Newyork

Another Cocktail Festival, but a Different Continent: Africa

The rising interest in cocktails and spirits over the past quarter-century has led to an explosion of conventions and festivals all over the world where drinks are poured and discussed in depth. Africa, however, has been largely absent from this global party.

That situation will change next year with the arrival of Ajabu, in South Africa. Billed as the continent’s first international spirits and cocktail festival to be held biannually, the event will run in Johannesburg from March 10 to 13, then in Cape Town from March 13 to 18. It will be followed by another weeklong event in both cities in fall 2024. (Ajabu means “something wondrous” in Swahili.)

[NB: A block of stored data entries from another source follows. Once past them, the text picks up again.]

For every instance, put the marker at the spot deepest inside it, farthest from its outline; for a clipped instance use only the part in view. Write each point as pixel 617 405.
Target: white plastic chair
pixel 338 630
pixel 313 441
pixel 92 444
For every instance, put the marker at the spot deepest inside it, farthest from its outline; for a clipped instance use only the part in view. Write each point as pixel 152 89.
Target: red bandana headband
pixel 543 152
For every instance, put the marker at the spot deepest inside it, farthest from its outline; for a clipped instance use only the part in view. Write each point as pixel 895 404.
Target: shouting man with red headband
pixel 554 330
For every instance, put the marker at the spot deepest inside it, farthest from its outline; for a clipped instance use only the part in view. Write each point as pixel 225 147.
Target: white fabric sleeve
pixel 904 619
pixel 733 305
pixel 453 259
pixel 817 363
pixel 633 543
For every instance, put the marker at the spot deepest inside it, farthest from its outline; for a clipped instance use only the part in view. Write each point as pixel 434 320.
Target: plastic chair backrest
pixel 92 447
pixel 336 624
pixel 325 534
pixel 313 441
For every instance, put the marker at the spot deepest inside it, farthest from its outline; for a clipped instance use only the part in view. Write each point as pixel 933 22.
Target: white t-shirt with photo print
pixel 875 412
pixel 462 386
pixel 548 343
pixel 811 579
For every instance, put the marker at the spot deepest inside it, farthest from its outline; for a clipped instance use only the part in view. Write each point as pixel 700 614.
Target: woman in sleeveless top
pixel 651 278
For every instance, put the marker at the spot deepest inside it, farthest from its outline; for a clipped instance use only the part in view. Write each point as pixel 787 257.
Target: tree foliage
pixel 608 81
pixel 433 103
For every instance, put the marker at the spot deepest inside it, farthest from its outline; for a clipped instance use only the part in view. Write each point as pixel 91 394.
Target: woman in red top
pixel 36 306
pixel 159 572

The event is the brainchild of Mark Talbot Holmes, the founder of U’Luvka Vodka, and Colin Asare-Appiah, a native of Ghana who rose quickly through London’s mixology ranks in the 1990s and early 2000s to became a senior portfolio ambassador for Bacardi. Mr. Asare-Appiah was once a bartender at LAB, a London bar that was one of the most influential of the early craft-cocktail crucibles, and which had a location in Cape Town.

“I’ve always been African-centric,” he said. “I wanted the groups of people I’ve worked with over the years to come together and celebrate the uniqueness of Africa.”

Mr. Asare-Appiah got the idea for the festival while sheltering in place in Brooklyn during the pandemic, a period that allowed him time to reflect on his African roots. “When sitting still in the pandemic, I connected more with the continent,” he said. “I realized so many things were happening around the continent, but it was fragmented.”

The Boy Scout Ol’ Fashion, a drink topped with a fig at Hero, a bar in Nairobi, Kenya.Credit…Hero Bar

Ajabu will try to bring those fragments together, flying in bartenders from bars in several African countries — including Hero in Nairobi, Kenya, and Front/Back in Accra, Ghana — to share ideas and show theirs to the world.

“South Africa is definitely the leader in the African drinks industry,” said Leah van Deventer, a drinks writer, educator and consultant in Cape Town. “But there are emerging hot spots in Kenya, Ghana and Nigeria, and, to a lesser extent in Senegal, Côte d’Ivoire and the Democratic Republic of Congo.”

Mr. Asare-Appiah and Ms. Van Deventer — who will be working as an on-the-ground troubleshooter at Ajabu — presented a panel called “Africa Is Now!” at the Tales of the Cocktail convention in New Orleans in July.

The Ajabu festival will also feature visits from prominent bars outside Africa, including Milady’s in New York City, Rayo Cocktail Bar in Mexico City and Trailer Happiness in London. Instead of the usual pop-ups that traveling bars often stage at conventions, the visiting bars will team up with local African bars for what Mr. Asare-Appiah calls “mash-ups.”

He intends to gather many of the bartending alumni of LAB, which began as a school, the London Academy of Bartending. There will also be a tribute to Douglas Ankrah, one of LAB’s bartending stars and the inventor of the internationally popular drink called the Porn Star Martini (a combination of vanilla-flavored vodka, passion-fruit liqueur and purée, and sometimes lime juice, with a side of bubbly). Mr. Ankrah, a native of Ghana who died in 2021, came up with the idea for the cocktail while working in Cape Town.

In the craft-cocktail world, “Africa is the final frontier in many regards,” Ms. Van Deventer said. “It’s not only off the beaten track geographically, but it’s vastly different culturally. I suppose people have been uncertain how to get involved, which is why a festival like Ajabu is so exciting.”